Türk Borçlar Kanunu’nun 350. maddesinin 2. fıkrasında yeniden inşa ve ima sebeplerinden dolayı kiracının tahliye edilebileceği kabul edilmiştir. Madde metni şu şekildedir:
“Kiralananın yeniden inşası veya imarı amacıyla esaslı onarımı, genişletilmesi ya da değiştirilmesi gerekli ve bu işler sırasında kiralananın kullanımı imkânsız ise, belirli süreli sözleşmelerde sürenin sonunda, belirsiz süreli sözleşmelerde kiraya ilişkin genel hükümlere göre fesih dönemine ve fesih bildirimi için öngörülen sürelere uyularak belirlenecek tarihten başlayarak bir ay içinde açacağı dava ile sona erdirebilir.”
Kanunda sayılan kiracı tahliye sebeplerinden biri de kiralananın yeniden inşa ve imar edilmesidir. Bu sebeple açılacak tahliye davasında inşaata ilişkin teknik bilgiler gerekli olduğu için bilirkişi incelemesi ve keşif önemlidir. Davada kiralanan taşınmazda tadilatın gerekli olup olmadığı ve tadilat yapılması gerekiyorsa bu tadilatın taşınmazın kullanıma engel olup olmayacağı değerlendirilir. Bu kadar teknik konularda hak kaybına uğramamanız için bu tarz uyuşmazlıkların tarafı olduğunuz takdirde Çetintaş Hukuk Bürosu ile iletişime geçerek tahliye, gayrimenkul ve kira hukukunda deneyimli avukatlarımızdan destek alabilirsiniz.
Yeniden İnşa Nedeniyle Tahliyenin Şartları
Kiraya verenin, kiracısını TBK m350/2 nedeniyle tahliye edebilmesi için kanun koyucu belli şartların varlığını aramıştır.

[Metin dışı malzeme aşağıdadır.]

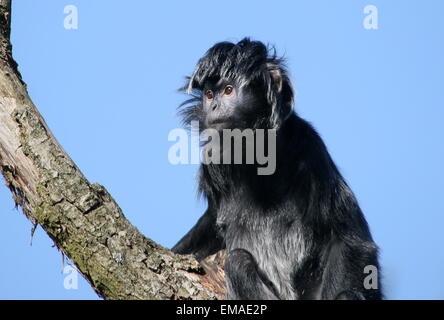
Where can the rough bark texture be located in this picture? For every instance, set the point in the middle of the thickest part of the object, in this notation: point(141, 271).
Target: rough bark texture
point(83, 219)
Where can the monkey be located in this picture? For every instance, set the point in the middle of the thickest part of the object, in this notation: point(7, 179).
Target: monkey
point(297, 233)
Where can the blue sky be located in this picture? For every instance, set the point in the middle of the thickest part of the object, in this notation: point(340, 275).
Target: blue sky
point(108, 92)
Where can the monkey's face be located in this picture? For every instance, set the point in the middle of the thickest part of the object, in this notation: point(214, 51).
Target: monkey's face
point(228, 105)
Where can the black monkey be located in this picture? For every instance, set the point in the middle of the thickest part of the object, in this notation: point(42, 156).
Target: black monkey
point(295, 234)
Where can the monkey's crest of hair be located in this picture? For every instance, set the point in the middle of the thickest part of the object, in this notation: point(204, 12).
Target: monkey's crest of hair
point(245, 63)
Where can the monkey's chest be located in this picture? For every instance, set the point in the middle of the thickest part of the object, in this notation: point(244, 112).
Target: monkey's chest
point(276, 241)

Bu maddeye bakıldığında kiraya verenin iki sebeple kiracıyı tahliye edebileceği görülmektedir:
- Kiralananın Yıkılıp Yeniden İnşa Edilmesi
Kiraya veren kiralanan taşınmazın yıkılıp yeniden inşa edileceğini iddia ederek kiracının tahliyesi için dava açabilir. Bu durumda imar kastının mevcut olup olmadığı aranmaz. Çünkü taşınmaz tamamen yıkılacaktır.
Kiralananın yeniden inşası sebebiyle tahliye davası açarken mahkemeye onaylı inşaat projesi ve inşaat ruhsatının ibraz edilmesi gerekir. Eğer projenin onayı için başvuru yapılmış buna rağmen henüz onay çıkmamışsa bu durumda dava açıldıktan sonra karar verilmesi için projenin onaylanması beklenmelidir.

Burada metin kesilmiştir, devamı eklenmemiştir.